Outcome and Follow-Up

Following successful revascularization:

  • Dyspnea improved significantly.
  • Pulmonary congestion resolved.
  • Hemodynamic parameters stabilized.
  • Coronary flow was restored with TIMI III perfusion.
  • Temporary pacing support was successfully utilized during the peri-procedural period.

Post procedure ECG 




The patient remained clinically stable after intervention and was continued on guideline-directed secondary prevention therapy.


Discussion

This case illustrates several important clinical aspects of inferior wall myocardial infarction:

1. Atypical Presentation

The predominant symptom at presentation was progressive dyspnea rather than classical prolonged chest pain. Diabetic patients frequently exhibit atypical manifestations of acute coronary syndromes.

2. Acute Heart Failure Presentation

The patient presented in Killip class IV heart failure with severe pulmonary edema, hypoxemia, elevated JVP, and pulmonary crepitations. Such presentations are associated with significantly increased mortality and warrant urgent reperfusion.

3. Conduction Abnormalities

Mobitz type I AV block is commonly associated with inferior myocardial infarction because the AV nodal artery usually arises from the dominant coronary circulation supplying the inferior wall. These blocks are often transient and improve following reperfusion.
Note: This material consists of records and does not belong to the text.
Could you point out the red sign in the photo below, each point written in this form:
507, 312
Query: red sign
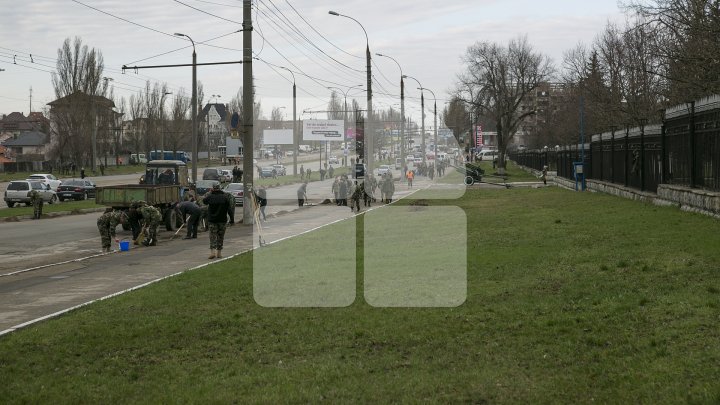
478, 135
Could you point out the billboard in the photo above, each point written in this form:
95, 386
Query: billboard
277, 137
323, 130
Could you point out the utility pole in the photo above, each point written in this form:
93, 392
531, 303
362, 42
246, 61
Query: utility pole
248, 114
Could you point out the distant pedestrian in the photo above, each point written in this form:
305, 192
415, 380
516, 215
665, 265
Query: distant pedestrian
336, 190
151, 221
355, 197
107, 222
388, 188
302, 193
218, 212
261, 198
231, 209
134, 219
343, 191
410, 176
190, 213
4. Ventricular Arrhythmias

Frequent ventricular premature complexes and ventricular bigeminy likely reflected ongoing ischemia and myocardial electrical instability.
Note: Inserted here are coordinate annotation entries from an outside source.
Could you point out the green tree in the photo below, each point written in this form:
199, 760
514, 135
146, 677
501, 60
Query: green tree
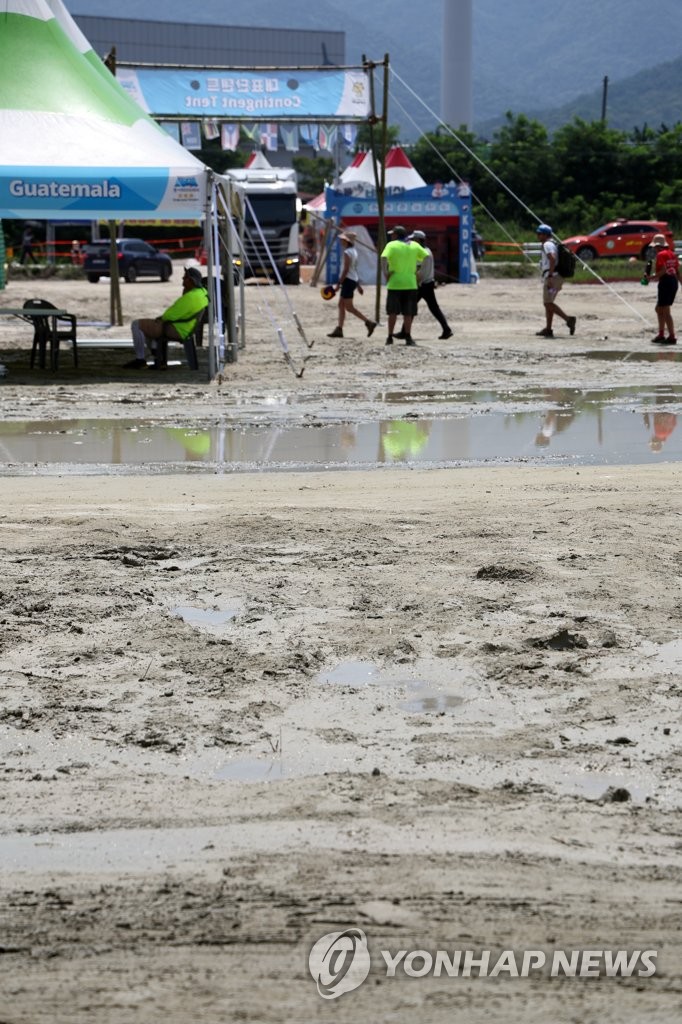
521, 158
442, 155
592, 160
5. Importance of Early Revascularization

Prompt coronary angiography identified significant LCX and PLV disease. Successful PCI restored TIMI III flow and was associated with rapid clinical improvement.


Learning Points

  1. Acute myocardial infarction in diabetic patients may present predominantly as dyspnea rather than chest pain.
  2. Inferior wall myocardial infarction can be complicated by Mobitz type I AV block and ventricular ectopy.
  3. Acute pulmonary edema may be the presenting manifestation of myocardial infarction.
  4. Echocardiographic assessment is valuable for identifying regional wall motion abnormalities and ventricular dysfunction.
  5. Temporary pacing may be required in ischemia-related conduction disturbances during coronary intervention.
  6. Early revascularization with PCI remains the cornerstone of management and can result in excellent clinical recovery even in high-risk presentations.


Suggested Final Diagnosis

Acute Inferior Wall Myocardial Infarction (likely LCX territory) complicated by:

  • Acute pulmonary edema (Killip Class IV)
  • Moderate left ventricular systolic dysfunction
  • Mild right ventricular dysfunction
  • Ventricular bigeminy
  • Mobitz Type I second-degree AV block

Successfully treated with temporary transvenous pacing, PCI with DES to LCX, and POBA to PLV with final TIMI III flow restoration.